Richtige Überlegungen der Politiker, aber abwarten und auf Erdowahn, ähm, Gott vertrauen, ist eben doch politisch bequemer als zu handeln.
 

Grainger

Praktizierender Atheist
Genauso würden wir alle in so einer Situatuion denken.
Natürlich.
Aber das sind dann eben Wirtschaftsflüchtlinge, die auch nach der UN-Charta kein Asylrecht haben.

Nicht jeder, der sich selbst als (politischen) Flüchtling bezeichnet, ist auch einer.
 
Zuletzt bearbeitet:

Duftie

assimiliert
Da möchte ich aber anmerken, das die, sobald man sich in Sicherheit wähnte, die Reise abgebrochen haben.
Wo war es denn, dank der verbrannten Erde, wirklich "schön" und wo konnte man als Deutscher überhaupt hin? Ich denke die Rahmenbedingungen waren etwas anders.
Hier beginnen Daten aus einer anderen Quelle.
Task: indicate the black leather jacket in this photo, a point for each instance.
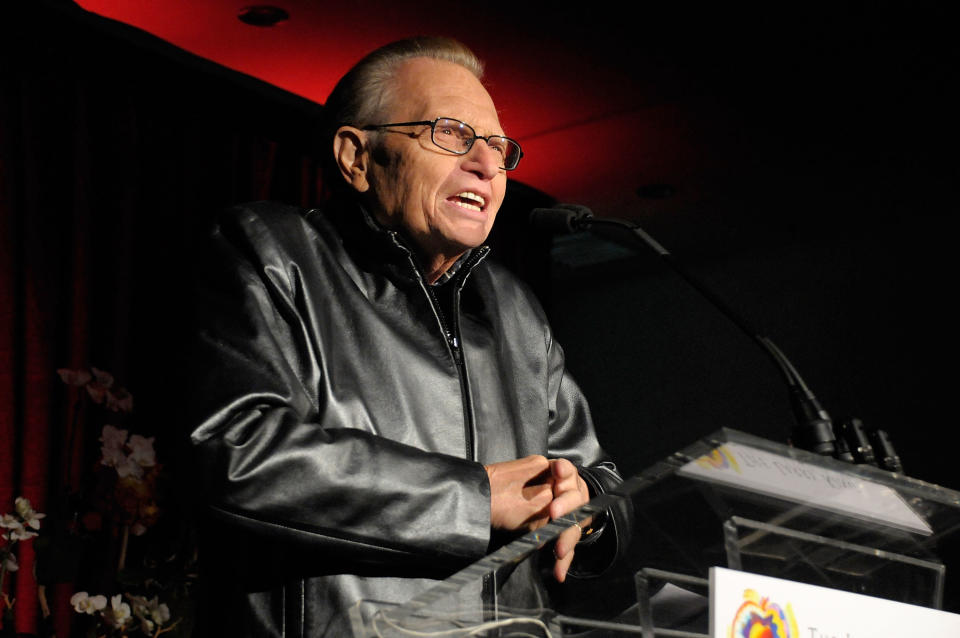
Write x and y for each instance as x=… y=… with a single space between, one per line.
x=344 y=416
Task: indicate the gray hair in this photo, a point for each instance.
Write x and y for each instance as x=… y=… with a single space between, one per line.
x=364 y=93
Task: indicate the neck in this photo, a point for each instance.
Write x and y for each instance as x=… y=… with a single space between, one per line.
x=436 y=265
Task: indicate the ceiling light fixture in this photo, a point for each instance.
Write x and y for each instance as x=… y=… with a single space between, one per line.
x=262 y=15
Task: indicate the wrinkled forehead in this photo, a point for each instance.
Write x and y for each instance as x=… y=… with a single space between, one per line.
x=425 y=89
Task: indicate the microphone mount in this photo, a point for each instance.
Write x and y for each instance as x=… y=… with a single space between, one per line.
x=814 y=428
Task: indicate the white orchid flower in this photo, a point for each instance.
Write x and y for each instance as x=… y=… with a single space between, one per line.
x=26 y=512
x=141 y=450
x=129 y=467
x=20 y=534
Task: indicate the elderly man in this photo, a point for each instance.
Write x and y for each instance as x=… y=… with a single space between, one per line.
x=378 y=404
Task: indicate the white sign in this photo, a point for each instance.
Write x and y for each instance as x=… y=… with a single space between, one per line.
x=743 y=604
x=779 y=476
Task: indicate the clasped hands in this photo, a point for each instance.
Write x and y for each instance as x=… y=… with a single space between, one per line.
x=527 y=493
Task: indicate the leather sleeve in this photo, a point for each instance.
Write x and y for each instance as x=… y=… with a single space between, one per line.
x=269 y=462
x=572 y=436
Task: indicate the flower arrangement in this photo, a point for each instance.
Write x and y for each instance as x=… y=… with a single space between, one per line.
x=121 y=499
x=22 y=525
x=120 y=618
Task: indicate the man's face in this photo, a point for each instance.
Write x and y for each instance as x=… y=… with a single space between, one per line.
x=432 y=193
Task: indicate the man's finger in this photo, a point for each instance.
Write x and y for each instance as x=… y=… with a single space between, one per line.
x=563 y=550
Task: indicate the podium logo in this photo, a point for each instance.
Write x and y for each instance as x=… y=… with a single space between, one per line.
x=719 y=459
x=759 y=618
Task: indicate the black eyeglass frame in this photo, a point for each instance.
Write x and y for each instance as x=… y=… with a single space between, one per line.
x=433 y=137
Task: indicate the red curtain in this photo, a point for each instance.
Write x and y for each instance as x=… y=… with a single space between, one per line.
x=114 y=150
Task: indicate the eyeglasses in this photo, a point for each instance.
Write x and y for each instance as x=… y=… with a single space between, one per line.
x=458 y=137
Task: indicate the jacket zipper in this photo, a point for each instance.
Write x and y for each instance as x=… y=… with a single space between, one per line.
x=452 y=337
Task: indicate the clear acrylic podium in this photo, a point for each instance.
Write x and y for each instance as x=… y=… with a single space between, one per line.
x=731 y=500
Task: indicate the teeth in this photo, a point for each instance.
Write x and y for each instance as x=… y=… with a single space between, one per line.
x=473 y=197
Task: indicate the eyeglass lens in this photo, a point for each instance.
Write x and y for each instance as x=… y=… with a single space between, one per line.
x=457 y=137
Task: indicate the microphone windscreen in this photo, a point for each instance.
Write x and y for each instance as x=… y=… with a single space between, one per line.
x=563 y=218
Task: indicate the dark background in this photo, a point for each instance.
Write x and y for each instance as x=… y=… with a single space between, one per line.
x=831 y=228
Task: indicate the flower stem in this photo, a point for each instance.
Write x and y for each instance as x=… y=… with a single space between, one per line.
x=124 y=541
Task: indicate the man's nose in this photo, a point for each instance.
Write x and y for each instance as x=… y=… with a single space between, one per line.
x=483 y=160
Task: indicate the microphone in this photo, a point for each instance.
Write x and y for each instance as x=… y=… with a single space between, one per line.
x=814 y=429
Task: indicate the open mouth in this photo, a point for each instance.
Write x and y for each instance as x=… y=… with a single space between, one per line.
x=470 y=201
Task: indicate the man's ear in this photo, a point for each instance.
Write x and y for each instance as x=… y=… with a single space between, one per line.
x=352 y=156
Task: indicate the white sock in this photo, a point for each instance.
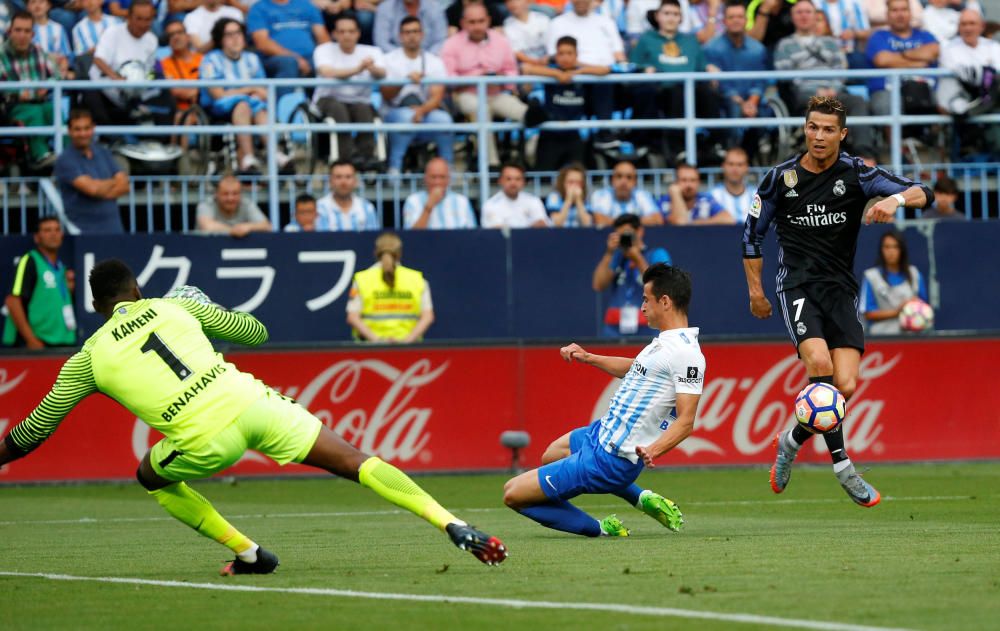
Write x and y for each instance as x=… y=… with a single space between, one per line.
x=249 y=555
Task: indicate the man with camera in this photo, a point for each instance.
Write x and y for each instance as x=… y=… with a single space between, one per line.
x=619 y=272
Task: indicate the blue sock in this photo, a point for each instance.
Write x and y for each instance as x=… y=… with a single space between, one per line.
x=561 y=515
x=630 y=494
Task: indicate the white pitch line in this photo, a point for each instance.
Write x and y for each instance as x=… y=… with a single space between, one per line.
x=331 y=514
x=744 y=618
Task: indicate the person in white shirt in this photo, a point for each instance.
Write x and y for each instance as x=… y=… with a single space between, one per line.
x=525 y=30
x=416 y=102
x=512 y=207
x=344 y=102
x=342 y=209
x=732 y=192
x=199 y=22
x=437 y=208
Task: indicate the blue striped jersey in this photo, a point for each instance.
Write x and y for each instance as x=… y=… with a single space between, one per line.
x=645 y=403
x=454 y=211
x=361 y=216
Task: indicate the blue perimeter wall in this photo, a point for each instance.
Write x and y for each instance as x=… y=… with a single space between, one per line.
x=534 y=284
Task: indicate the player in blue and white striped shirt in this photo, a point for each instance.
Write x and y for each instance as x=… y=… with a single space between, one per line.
x=437 y=208
x=652 y=411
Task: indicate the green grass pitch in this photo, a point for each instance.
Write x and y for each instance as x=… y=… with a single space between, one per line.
x=928 y=557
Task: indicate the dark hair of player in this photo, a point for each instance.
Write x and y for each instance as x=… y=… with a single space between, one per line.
x=669 y=281
x=828 y=105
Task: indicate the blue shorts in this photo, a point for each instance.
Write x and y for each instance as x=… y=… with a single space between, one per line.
x=588 y=468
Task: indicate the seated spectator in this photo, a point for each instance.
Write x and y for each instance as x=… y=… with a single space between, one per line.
x=623 y=198
x=87 y=31
x=902 y=46
x=598 y=44
x=806 y=51
x=437 y=208
x=347 y=103
x=40 y=304
x=22 y=60
x=199 y=22
x=890 y=284
x=512 y=207
x=240 y=106
x=742 y=98
x=50 y=36
x=389 y=17
x=567 y=204
x=89 y=180
x=525 y=30
x=564 y=101
x=285 y=33
x=306 y=218
x=389 y=302
x=342 y=209
x=477 y=51
x=732 y=193
x=945 y=207
x=685 y=205
x=667 y=50
x=619 y=273
x=230 y=213
x=416 y=102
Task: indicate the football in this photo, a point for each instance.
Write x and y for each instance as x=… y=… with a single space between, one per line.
x=916 y=315
x=820 y=408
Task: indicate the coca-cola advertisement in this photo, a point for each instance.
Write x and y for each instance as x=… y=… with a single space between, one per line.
x=436 y=409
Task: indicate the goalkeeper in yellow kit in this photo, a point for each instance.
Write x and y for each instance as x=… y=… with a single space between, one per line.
x=154 y=357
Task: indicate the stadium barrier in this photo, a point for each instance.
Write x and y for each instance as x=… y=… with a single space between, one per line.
x=443 y=409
Aber das sind dann eben Wirtschaftsflüchtlinge, die auch nach der UN-Charta kein Asylrecht haben.
Sind aber trotzdem Menschen.
 

SoKoBaN

B.Ohlsen der alte Schwede
Teammitglied
Wo war es denn, dank der verbrannten Erde, wirklich "schön" und wo konnte man als Deutscher überhaupt hin? Ich denke die Rahmenbedingungen waren etwas anders.
Sich in Sicherheit wähnen ist etwas anderes als etwas Schönes suchen. Die Rahmenbedingungen sind sogar sehr ähnlich. Es herrschte Krieg. "Krieg bleibt immer gleich".
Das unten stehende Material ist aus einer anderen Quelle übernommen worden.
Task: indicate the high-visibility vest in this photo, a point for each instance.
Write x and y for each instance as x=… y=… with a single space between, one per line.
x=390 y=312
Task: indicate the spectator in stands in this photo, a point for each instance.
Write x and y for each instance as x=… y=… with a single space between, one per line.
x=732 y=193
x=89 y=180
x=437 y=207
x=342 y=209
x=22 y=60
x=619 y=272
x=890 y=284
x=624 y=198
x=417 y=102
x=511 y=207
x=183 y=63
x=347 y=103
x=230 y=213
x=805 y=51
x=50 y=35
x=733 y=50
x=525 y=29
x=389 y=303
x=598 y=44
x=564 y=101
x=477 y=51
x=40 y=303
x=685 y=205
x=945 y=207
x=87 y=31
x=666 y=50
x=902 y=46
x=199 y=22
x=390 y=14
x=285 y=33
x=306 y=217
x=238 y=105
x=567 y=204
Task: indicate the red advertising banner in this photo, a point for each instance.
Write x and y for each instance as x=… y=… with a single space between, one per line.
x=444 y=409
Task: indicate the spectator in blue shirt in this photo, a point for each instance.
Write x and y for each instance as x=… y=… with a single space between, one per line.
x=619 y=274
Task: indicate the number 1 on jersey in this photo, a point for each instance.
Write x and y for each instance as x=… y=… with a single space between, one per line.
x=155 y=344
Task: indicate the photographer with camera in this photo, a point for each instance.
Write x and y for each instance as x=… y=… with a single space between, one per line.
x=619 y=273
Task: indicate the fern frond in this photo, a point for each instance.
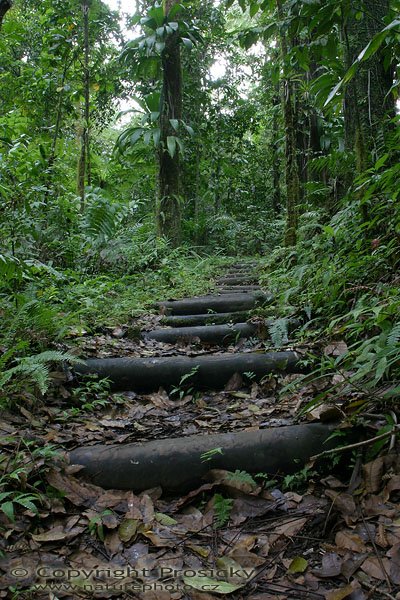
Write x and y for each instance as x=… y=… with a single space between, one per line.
x=279 y=331
x=394 y=336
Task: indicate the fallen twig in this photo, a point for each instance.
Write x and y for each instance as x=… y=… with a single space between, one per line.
x=357 y=444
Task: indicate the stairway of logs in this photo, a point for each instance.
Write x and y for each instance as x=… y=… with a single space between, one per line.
x=177 y=464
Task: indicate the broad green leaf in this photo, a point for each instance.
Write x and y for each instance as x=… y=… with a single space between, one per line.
x=213 y=586
x=153 y=101
x=128 y=529
x=189 y=129
x=171 y=145
x=254 y=8
x=27 y=503
x=146 y=137
x=136 y=135
x=157 y=13
x=188 y=43
x=381 y=161
x=298 y=565
x=165 y=519
x=156 y=136
x=8 y=510
x=175 y=9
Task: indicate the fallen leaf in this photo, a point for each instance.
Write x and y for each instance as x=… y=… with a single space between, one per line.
x=350 y=541
x=298 y=565
x=57 y=533
x=128 y=529
x=347 y=593
x=213 y=585
x=377 y=569
x=331 y=566
x=373 y=472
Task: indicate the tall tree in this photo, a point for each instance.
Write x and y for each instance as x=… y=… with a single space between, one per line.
x=5 y=5
x=84 y=167
x=168 y=214
x=293 y=191
x=368 y=102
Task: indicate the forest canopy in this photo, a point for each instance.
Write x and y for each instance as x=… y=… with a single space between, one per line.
x=143 y=153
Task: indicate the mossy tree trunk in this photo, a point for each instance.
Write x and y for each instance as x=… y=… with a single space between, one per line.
x=84 y=166
x=168 y=213
x=5 y=5
x=293 y=191
x=368 y=103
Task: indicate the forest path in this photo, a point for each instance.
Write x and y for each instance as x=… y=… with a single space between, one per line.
x=207 y=508
x=232 y=365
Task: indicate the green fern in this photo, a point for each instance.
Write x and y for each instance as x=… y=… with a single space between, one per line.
x=35 y=368
x=394 y=336
x=222 y=507
x=279 y=331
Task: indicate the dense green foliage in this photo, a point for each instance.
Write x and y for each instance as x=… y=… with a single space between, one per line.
x=70 y=259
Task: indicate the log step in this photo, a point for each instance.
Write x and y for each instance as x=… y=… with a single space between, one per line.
x=237 y=280
x=237 y=289
x=178 y=464
x=204 y=319
x=207 y=372
x=220 y=304
x=212 y=334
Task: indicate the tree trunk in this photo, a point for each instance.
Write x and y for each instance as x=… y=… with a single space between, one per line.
x=179 y=464
x=84 y=170
x=368 y=105
x=276 y=167
x=293 y=192
x=5 y=6
x=168 y=214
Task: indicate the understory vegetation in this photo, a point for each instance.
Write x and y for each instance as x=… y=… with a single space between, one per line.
x=142 y=153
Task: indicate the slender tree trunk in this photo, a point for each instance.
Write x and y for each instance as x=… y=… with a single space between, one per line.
x=276 y=171
x=368 y=103
x=293 y=192
x=84 y=166
x=168 y=214
x=5 y=6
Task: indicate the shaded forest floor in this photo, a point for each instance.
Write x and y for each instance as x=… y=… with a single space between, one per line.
x=329 y=531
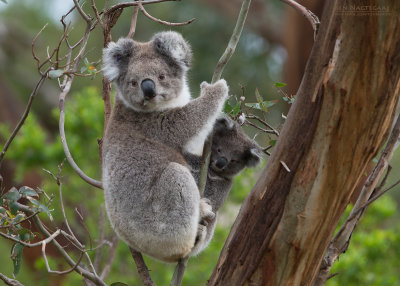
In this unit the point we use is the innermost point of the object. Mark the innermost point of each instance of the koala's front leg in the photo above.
(194, 121)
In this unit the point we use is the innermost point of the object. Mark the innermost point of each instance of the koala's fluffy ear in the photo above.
(253, 157)
(116, 56)
(224, 123)
(172, 45)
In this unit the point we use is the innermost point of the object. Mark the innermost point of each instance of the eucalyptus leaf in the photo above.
(55, 73)
(27, 191)
(16, 256)
(12, 195)
(280, 84)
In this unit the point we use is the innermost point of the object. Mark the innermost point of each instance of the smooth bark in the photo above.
(341, 117)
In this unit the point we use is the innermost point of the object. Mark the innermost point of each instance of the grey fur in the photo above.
(230, 142)
(151, 197)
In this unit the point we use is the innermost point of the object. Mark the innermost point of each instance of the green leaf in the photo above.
(270, 103)
(236, 109)
(27, 191)
(55, 73)
(280, 84)
(12, 195)
(258, 96)
(16, 256)
(25, 234)
(13, 208)
(42, 208)
(253, 105)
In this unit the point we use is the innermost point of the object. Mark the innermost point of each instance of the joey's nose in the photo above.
(148, 88)
(221, 163)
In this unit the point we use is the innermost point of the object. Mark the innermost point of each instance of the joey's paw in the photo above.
(206, 213)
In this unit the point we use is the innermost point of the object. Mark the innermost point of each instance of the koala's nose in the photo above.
(148, 88)
(221, 163)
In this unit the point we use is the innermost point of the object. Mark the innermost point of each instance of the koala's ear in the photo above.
(116, 56)
(172, 45)
(253, 157)
(224, 123)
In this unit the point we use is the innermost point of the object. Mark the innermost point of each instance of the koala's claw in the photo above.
(206, 213)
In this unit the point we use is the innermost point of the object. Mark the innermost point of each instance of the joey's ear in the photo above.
(172, 45)
(224, 123)
(253, 157)
(116, 56)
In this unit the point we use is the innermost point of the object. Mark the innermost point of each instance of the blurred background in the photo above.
(274, 47)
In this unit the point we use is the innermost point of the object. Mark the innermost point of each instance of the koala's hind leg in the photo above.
(175, 207)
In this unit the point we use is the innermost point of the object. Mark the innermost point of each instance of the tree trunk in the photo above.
(340, 119)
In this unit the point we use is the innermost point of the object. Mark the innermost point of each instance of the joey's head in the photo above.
(232, 150)
(149, 76)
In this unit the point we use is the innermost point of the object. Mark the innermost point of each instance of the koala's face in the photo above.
(149, 76)
(232, 150)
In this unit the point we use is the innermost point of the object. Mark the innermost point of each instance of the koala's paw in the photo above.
(219, 88)
(200, 242)
(206, 213)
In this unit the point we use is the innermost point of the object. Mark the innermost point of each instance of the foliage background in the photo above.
(374, 254)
Sind aber trotzdem Menschen.
Totschlagargument.
Kann man nicht als Diskussionsgrundlage nutzen.
 

Duftie

assimiliert
Sich in Sicherheit wähnen ist etwas anderes als etwas Schönes suchen. Die Rahmenbedingungen sind sogar sehr ähnlich. Es herrschte Krieg. "Krieg bleibt immer gleich".
Auch unsere Vorfahren haben versucht die besten Optionen abzuwägen. Sonst dürfte es in Westdeutschland wohl kaum irgendwelche Ostpreußen gegeben haben. Die hätten ja nach der Ankunft im Reich alle Feierabend machen können. Und nein, Krieg ist nicht immer gleich. Im Krieg gibt es immer mehr Verlierer als Gewinner, aber die Art und Weise, auf die Kriege geführt werden, haben sich in den letzten 100 Jahren doch arg gewandelt.

Totschlagargument.
Kann man nicht als Diskussionsgrundlage nutzen.
Schon etwas schräg in einer Diskussion um Menschen, die an der Grenze zu verrecken drohen oder bei dem Versuch die Grenze zu überqueren niedergeknüppel werden von einem Totschlagargument zu sprechen ...

Aber es ist ein Fakt, dass wir an erster Stelle immer Menschen sind und die kulturelle/religiöse Zugehörigkeit oder die Nationalität erst im Nachgang kommen.